Florida Pressure Injuries During Surgery: Who May Be Liable
During surgery, you can’t feel pressure building on your skin. That silence can hide a serious wound. Pressure injuries, sometimes called bed sores or pressure sores, can form on the heels, tailbone, elbows, or under medical devices while a patient is under anesthesia.
When that happens, the key question is simple. Was this an unavoidable complication, or did someone fail to protect you? The answer often turns on the records, the timeline, and what the team did before and after the operation.
How pressure injuries can start in the operating room
Long procedures raise the risk, especially when a patient stays in one position for hours. Padding, turning, and skin checks matter because anesthesia removes pain signals.
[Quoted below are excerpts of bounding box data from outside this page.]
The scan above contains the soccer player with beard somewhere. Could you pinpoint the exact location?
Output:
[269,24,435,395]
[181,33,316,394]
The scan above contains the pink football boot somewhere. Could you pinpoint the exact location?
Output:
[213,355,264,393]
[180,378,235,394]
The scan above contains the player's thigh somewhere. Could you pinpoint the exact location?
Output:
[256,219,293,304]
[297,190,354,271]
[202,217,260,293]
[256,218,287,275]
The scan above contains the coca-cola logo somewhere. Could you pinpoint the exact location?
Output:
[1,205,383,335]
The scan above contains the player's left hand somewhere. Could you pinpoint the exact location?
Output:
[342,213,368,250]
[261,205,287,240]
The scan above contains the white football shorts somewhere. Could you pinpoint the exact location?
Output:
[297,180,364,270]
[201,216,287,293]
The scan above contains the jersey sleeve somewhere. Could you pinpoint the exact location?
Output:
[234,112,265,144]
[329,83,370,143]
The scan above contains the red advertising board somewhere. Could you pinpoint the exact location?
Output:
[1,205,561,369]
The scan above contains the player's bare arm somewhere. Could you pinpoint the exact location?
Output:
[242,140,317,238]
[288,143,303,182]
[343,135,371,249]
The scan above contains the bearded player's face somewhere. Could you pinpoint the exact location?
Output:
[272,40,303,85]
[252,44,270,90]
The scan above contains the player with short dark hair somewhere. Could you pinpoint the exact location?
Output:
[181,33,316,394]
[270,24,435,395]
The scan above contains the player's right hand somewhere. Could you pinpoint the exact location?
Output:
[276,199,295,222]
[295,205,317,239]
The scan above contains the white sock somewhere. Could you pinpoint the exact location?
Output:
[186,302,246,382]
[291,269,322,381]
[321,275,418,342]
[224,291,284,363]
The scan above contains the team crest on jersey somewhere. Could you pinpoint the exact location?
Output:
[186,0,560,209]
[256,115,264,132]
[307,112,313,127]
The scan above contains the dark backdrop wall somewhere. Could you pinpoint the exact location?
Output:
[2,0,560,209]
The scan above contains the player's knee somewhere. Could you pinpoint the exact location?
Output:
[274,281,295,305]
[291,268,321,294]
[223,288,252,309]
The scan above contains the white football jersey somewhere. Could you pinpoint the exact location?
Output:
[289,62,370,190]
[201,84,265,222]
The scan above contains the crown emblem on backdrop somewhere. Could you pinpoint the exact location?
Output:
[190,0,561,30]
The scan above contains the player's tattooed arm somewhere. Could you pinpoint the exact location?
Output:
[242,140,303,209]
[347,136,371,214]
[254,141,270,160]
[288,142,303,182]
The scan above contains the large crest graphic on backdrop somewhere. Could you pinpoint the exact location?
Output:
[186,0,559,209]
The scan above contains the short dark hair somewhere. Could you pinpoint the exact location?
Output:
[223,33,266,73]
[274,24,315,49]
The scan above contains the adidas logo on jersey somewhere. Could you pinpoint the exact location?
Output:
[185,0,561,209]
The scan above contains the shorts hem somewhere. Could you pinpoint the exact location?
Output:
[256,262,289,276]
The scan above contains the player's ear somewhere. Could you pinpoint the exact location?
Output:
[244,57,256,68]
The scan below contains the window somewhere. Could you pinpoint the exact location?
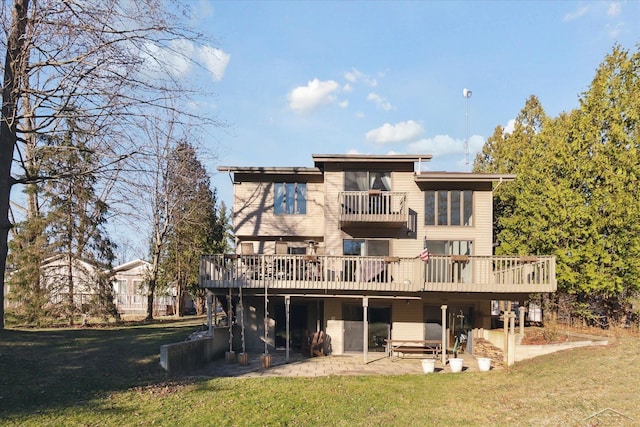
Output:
[344,171,391,191]
[427,240,473,255]
[424,190,473,227]
[273,182,307,215]
[342,239,389,282]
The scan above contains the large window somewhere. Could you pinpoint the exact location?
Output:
[424,190,473,226]
[273,182,307,215]
[344,171,391,191]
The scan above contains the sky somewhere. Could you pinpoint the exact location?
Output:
[191,0,640,206]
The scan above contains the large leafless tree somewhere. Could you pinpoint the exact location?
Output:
[0,0,221,328]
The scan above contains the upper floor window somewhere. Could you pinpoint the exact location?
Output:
[344,171,391,191]
[273,182,307,215]
[424,190,473,226]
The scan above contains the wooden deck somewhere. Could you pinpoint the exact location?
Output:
[200,254,557,293]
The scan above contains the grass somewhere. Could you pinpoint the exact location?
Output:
[0,318,640,426]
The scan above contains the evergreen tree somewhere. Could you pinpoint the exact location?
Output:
[475,46,640,321]
[44,121,119,324]
[8,216,52,324]
[162,142,221,315]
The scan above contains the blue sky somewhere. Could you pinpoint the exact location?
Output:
[192,0,640,206]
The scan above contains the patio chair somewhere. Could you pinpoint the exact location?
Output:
[310,331,324,357]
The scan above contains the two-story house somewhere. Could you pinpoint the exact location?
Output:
[200,154,556,360]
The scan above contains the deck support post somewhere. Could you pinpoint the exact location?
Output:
[440,305,447,365]
[207,289,213,338]
[284,295,291,363]
[362,297,369,364]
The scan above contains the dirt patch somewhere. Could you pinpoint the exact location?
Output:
[521,328,571,345]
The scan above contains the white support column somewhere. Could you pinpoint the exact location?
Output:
[440,305,447,365]
[362,297,369,364]
[207,289,213,338]
[284,295,291,363]
[502,311,509,363]
[507,311,516,366]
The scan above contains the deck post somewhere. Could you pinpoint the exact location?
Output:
[362,297,369,364]
[207,289,213,337]
[440,305,447,365]
[284,295,291,363]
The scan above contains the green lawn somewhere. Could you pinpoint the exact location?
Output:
[0,318,640,426]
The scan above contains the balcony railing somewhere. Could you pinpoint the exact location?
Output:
[338,190,408,226]
[200,254,557,293]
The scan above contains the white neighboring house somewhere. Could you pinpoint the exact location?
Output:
[41,254,101,307]
[111,259,176,315]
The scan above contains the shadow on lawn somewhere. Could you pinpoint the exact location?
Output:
[0,317,202,419]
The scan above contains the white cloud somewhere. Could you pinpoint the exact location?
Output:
[562,6,589,22]
[367,92,393,111]
[407,135,464,157]
[287,79,339,111]
[605,22,624,39]
[607,2,622,16]
[502,119,516,135]
[407,135,485,163]
[365,120,423,144]
[140,39,230,81]
[198,46,231,82]
[344,68,378,87]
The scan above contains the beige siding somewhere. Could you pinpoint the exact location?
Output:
[391,300,424,340]
[233,182,324,241]
[324,172,346,255]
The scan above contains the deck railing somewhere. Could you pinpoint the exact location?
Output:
[200,254,556,293]
[338,190,408,224]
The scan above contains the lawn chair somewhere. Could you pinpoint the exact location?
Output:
[310,331,324,357]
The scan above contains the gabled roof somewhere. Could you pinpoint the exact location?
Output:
[111,258,151,273]
[414,172,516,190]
[415,172,516,182]
[312,154,433,165]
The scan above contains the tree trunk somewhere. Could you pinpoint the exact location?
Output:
[0,0,29,329]
[145,278,156,320]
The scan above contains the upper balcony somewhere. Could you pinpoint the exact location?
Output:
[200,254,557,293]
[338,190,409,227]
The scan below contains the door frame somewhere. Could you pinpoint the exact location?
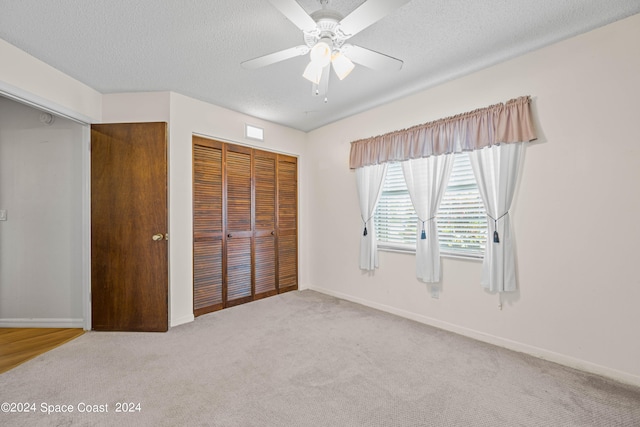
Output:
[0,81,93,331]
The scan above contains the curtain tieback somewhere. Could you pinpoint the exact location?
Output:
[487,211,509,243]
[360,215,373,236]
[418,216,435,240]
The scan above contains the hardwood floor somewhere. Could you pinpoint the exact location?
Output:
[0,328,84,374]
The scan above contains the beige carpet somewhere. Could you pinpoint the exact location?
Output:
[0,291,640,427]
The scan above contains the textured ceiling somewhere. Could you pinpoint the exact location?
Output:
[0,0,640,131]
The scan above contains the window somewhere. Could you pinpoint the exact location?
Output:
[374,153,487,258]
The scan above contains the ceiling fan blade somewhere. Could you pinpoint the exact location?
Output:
[338,0,411,37]
[269,0,316,31]
[342,44,404,71]
[240,45,309,70]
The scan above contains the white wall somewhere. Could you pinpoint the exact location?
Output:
[0,97,83,327]
[103,92,308,326]
[307,15,640,384]
[0,39,102,123]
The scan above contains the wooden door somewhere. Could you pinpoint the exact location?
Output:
[91,123,169,331]
[223,144,253,306]
[277,155,298,292]
[253,150,278,299]
[193,137,224,316]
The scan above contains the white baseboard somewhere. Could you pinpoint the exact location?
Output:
[308,286,640,386]
[0,319,84,328]
[170,314,195,328]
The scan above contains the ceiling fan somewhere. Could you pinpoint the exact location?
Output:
[241,0,410,102]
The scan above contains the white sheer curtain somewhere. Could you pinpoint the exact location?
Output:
[356,163,387,270]
[469,142,523,292]
[402,154,453,283]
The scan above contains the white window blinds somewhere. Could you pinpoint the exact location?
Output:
[374,153,487,258]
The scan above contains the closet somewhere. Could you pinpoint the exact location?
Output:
[193,136,298,316]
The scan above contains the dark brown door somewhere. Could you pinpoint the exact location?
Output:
[91,123,169,331]
[193,137,224,316]
[224,144,253,306]
[253,150,278,299]
[278,156,298,292]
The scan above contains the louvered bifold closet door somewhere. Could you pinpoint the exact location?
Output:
[225,144,253,306]
[193,138,224,315]
[277,155,298,292]
[253,150,278,299]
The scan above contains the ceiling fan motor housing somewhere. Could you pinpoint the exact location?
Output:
[303,9,348,50]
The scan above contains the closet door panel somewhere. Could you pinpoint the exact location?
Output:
[277,156,298,292]
[255,235,277,297]
[226,147,251,232]
[193,137,224,315]
[225,144,253,306]
[227,235,252,305]
[193,239,224,313]
[253,150,278,298]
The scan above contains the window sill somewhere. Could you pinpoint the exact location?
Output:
[378,244,484,261]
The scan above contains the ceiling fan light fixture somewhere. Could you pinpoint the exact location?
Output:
[331,51,355,80]
[309,37,333,67]
[302,61,324,84]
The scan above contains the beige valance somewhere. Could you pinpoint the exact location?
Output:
[349,96,536,169]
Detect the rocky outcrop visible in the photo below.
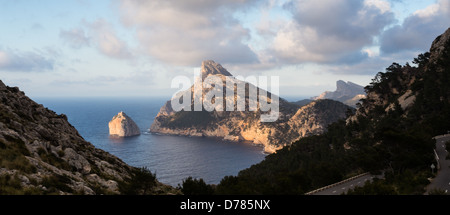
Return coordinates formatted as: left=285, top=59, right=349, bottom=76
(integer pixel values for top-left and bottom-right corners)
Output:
left=108, top=111, right=141, bottom=137
left=150, top=61, right=349, bottom=153
left=312, top=80, right=366, bottom=107
left=347, top=28, right=450, bottom=123
left=0, top=81, right=176, bottom=195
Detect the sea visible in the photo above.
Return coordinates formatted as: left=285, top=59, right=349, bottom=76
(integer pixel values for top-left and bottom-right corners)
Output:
left=33, top=98, right=266, bottom=186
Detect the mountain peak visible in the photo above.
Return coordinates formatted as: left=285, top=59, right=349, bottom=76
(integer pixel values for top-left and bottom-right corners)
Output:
left=201, top=60, right=233, bottom=80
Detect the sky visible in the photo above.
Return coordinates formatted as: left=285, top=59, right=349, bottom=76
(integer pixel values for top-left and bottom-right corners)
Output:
left=0, top=0, right=450, bottom=99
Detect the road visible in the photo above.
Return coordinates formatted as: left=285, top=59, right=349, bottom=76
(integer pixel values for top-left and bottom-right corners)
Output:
left=311, top=174, right=377, bottom=195
left=426, top=135, right=450, bottom=194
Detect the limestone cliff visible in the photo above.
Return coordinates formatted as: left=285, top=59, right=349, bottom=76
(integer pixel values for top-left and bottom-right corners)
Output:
left=108, top=111, right=141, bottom=137
left=150, top=61, right=349, bottom=153
left=347, top=28, right=450, bottom=124
left=0, top=81, right=176, bottom=195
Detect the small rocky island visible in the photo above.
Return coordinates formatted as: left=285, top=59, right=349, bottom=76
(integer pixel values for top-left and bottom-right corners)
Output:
left=109, top=111, right=141, bottom=137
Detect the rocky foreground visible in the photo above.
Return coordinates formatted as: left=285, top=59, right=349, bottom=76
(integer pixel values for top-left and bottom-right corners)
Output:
left=0, top=81, right=175, bottom=195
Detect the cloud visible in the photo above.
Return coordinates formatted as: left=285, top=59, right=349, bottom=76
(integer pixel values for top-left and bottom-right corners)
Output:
left=0, top=48, right=54, bottom=72
left=380, top=0, right=450, bottom=54
left=270, top=0, right=395, bottom=64
left=119, top=0, right=258, bottom=66
left=59, top=19, right=133, bottom=59
left=86, top=19, right=133, bottom=59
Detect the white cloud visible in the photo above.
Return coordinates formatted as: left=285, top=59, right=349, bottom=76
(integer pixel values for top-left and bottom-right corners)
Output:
left=59, top=19, right=133, bottom=59
left=86, top=19, right=133, bottom=59
left=59, top=28, right=90, bottom=49
left=0, top=48, right=54, bottom=72
left=119, top=0, right=257, bottom=66
left=271, top=0, right=395, bottom=64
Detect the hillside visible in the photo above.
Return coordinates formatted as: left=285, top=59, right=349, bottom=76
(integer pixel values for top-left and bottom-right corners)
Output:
left=312, top=80, right=366, bottom=107
left=216, top=29, right=450, bottom=194
left=0, top=81, right=176, bottom=195
left=150, top=61, right=350, bottom=153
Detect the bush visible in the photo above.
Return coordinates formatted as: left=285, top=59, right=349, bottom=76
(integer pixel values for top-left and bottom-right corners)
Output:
left=119, top=167, right=157, bottom=195
left=178, top=177, right=214, bottom=195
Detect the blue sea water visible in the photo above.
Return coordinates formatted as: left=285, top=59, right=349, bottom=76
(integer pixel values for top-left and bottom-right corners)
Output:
left=33, top=98, right=266, bottom=186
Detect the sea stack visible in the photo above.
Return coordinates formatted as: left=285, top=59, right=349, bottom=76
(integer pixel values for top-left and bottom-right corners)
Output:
left=109, top=111, right=141, bottom=137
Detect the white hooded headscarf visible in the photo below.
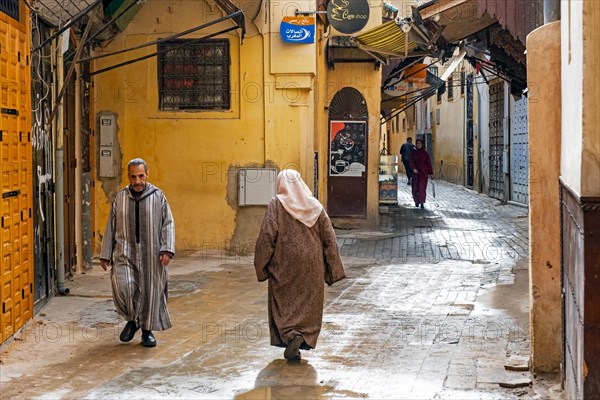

Pressure can build on bony areas, then cut off blood flow and damage the skin.
Recent hospital data shows about 2.6% of acute-care patients develop pressure injuries. Some of those wounds are mild at first, but they can worsen fast. Stage 2 injuries are often painful, stage 3 injuries can be distressing, and stage 4 injuries can become severe and hard to heal.
That matters in surgery, where a patient cannot speak up when a heel burns or a hip aches. A small red spot after an operation may be the first sign that something went wrong. If the staff ignored that warning, the wound may point to preventable neglect.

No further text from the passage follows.